Von Peipsi, Pusi und von Zwiebeln

Wenn man von Südbaden aus (z.B. von Freiburg) kontinuierlich in Richtung Nordosten fährt, dann streift man zunächst Dresden, umfährt Kaliningrad, durchquert Litauen und Lettland, überquert die Grenze zu Estland und landet schließlich an einem großen See direkt an der russischen Grenze. (Wenn Ihr im Finnischen Meerbusen oder in Sankt Petersburg gelandet seid, habt Ihr das Ziel nur knapp verfehlt 😉 )

Der riesige Peipsi-See (im deutschen auch Peipus-See genannt) ist der sechstgrößte See Europas und etwa siebenmal so groß wie der Bodensee. Durch ihn verläuft die estnisch-russische Staatsgrenze, und er ist somit auch Teil der EU-Außengrenze.

Dass es mich innerhalb von 15 Monaten gleich zweimal nach Estland verschlagen hat, habe ich Blogkollege Sebastian und unserer gemeinsamen estnischen Freundin Kerli zu verdanken.
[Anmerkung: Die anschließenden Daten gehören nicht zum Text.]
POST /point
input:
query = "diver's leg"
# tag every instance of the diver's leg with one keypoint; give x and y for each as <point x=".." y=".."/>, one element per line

Sebastian und ich hatten Kerli auf unserer letzten Estlandreise (siehe Artikel „Kaltland“) kennengelernt, und nun organisierten die beiden eine einwöchige Gruppenreise durch Estland und seine bewegte Geschichte.

Der See war eines der Ziele der Reise, und unsere Unterkunft dort war ein ehemaliges Fischerhaus in der Nähe des Dorfes Pusi.

Unsere Unterkunft

Das Haus war eher im Jugendherbergsstil und die kleinen Zimmer hatten weder Fenster noch Türen. Ich fand diese „Kojen“ aber sehr gemütlich, wie überhaupt das ganze Haus einschließlich unserer Gastgeber eine etwas aus der Zeit gefallene Gemütlichkeit ausstrahlten. Wir wurden mit selbstgekochter Fischsuppe verwöhnt, entspannten uns in der holzbeheizten Sauna mit anschließendem Bad im See und sangen estnische Volkslieder.
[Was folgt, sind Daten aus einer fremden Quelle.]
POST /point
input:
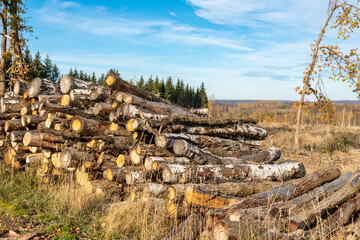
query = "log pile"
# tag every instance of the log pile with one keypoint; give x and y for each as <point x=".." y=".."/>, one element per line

Aber die Reise hatte auch zum Ziel, uns Land und Leute näher zu bringen. Nachdem wir in Tallinn viel über die bewegte Vergangenheit und die aktuellen Probleme Estlands erfahren haben (was einen eigenen Beitrag wert wäre), lernten wir mit dem Fahrrad entlang der Zwiebelroute eine ganz andere Seite des Landes kennen.

Das Leben und die Häuser entlang der Zwiebelroute scheinen wie aus der Zeit gefallen zu sein. Hier leben die Altgläubigen. Glaubensflüchtlinge, die sich im 17. Jahrhundert den Veränderungen in der russisch-orthodoxen Kirche widersetzten und in Estland Zuflucht fanden. Die Altgläubigen von heute halten ihre Kultur hoch, und das Symbol ihrer Esskultur ist die Zwiebel, die an den Ufern des Peipsi-Sees in Hülle und Fülle angebaut wird.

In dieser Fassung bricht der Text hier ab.